I am posing this question to all those who have taken the PE exam in California. I can't seem to get an answer from the board about how the references have to be "bound together". I asked the board if I could bring in references in a 3 ring binder, they could not give me an answer. I have some loose leaf notes that if I put in a 3 ring binder for my references will that count as being "bound"? Can anyone help me with this?


----------



## Desert Engineer (Apr 10, 2007)

You are allowed to have notes in a 3-ring binder, they must be hole punched and in the binder.

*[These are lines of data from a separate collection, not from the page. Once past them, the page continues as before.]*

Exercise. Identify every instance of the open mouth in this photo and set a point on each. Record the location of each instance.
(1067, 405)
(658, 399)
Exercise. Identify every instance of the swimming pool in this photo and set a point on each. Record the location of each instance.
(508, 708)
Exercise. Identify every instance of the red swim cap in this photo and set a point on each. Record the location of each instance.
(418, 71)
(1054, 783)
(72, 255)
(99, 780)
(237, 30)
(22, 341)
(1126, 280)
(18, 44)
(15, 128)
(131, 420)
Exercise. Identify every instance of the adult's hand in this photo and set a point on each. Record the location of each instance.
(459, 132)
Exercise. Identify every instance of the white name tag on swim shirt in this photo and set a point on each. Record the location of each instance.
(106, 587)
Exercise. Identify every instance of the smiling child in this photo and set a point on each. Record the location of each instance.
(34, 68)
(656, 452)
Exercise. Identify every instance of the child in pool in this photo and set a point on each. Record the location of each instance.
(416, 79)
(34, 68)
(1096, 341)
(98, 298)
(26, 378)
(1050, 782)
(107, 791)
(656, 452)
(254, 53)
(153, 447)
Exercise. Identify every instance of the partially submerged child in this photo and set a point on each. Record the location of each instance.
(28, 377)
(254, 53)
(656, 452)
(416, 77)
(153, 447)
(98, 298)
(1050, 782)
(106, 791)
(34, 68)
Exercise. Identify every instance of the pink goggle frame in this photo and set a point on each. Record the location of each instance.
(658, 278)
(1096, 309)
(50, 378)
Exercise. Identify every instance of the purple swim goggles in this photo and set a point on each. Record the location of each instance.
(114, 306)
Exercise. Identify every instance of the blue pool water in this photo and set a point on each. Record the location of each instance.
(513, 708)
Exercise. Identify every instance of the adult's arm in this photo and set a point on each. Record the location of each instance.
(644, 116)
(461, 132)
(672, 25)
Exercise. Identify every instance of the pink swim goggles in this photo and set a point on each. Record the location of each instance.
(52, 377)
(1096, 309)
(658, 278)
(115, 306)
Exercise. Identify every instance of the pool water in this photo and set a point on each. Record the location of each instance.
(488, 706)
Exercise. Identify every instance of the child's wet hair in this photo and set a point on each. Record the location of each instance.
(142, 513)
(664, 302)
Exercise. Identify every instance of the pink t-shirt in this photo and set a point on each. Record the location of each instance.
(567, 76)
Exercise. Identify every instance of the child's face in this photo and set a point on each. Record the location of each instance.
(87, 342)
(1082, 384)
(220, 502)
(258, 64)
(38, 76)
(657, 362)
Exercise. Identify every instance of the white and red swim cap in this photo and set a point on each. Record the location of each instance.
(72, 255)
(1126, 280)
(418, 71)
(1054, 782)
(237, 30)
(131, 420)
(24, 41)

Here is their response to my email about stapling additional material in a book (this answer took weeks to get back to me):

-----------------------------------------------------------------------------------------------------------------------------------------------

David-

Sorry for the delay in getting back to you. You are allowed to staple notes inside a book. The key is that anything you bring in must be bound.

Larry Kereszt, Evaluator

Board for Professional Engineers and Land Surveyors

2535 Capitol Oaks Dr. Suite 300

Sacramento, CA 95833

Phone: (916) 263-1436

Fax: (916) 263-2246

Website: www.dca.ca.gov/pels

----- Forwarded by Larry Kereszt/BOE/DCANotes on 11/01/2005 11:17 AM -----

Candace Cummins

10/18/2005 10:01 AM

To: Larry Kereszt/BOE/[email protected]

cc:

Subject: BPELS website e-mail message

----- Forwarded by Candace Cummins/BOE/DCANotes on 10/18/2005 10:01 AM -----

Ignacio Lopez-Alvarez

10/18/2005 09:58 AM

To: Candace Cummins/BOE/[email protected]

cc:

Subject: BPELS website e-mail message

A visitor at BPELS website sent the message below. It was forwared to you for review

"David Tate" &lt;[email protected]&gt;

10/18/2005 09:53 AM

Please respond to dtate

To: &lt;[email protected]&gt;

cc:

Subject: PE Open Book Policy...

Hello,

I am studying for a future CivilPEexam. I understand that the test is "open book", and that materials that are bound by a 3-ring binder are acceptable. My question is: is it acceptable to staple notes inside a book I plan to bring into the test? The margins of the book are too small to adequately add information from other books, which I don't plan on using during the test. Please clarify this, so that if it is a problem I can find another way to consolidate the information. Thank you.

Sincerely,

David Tate


----------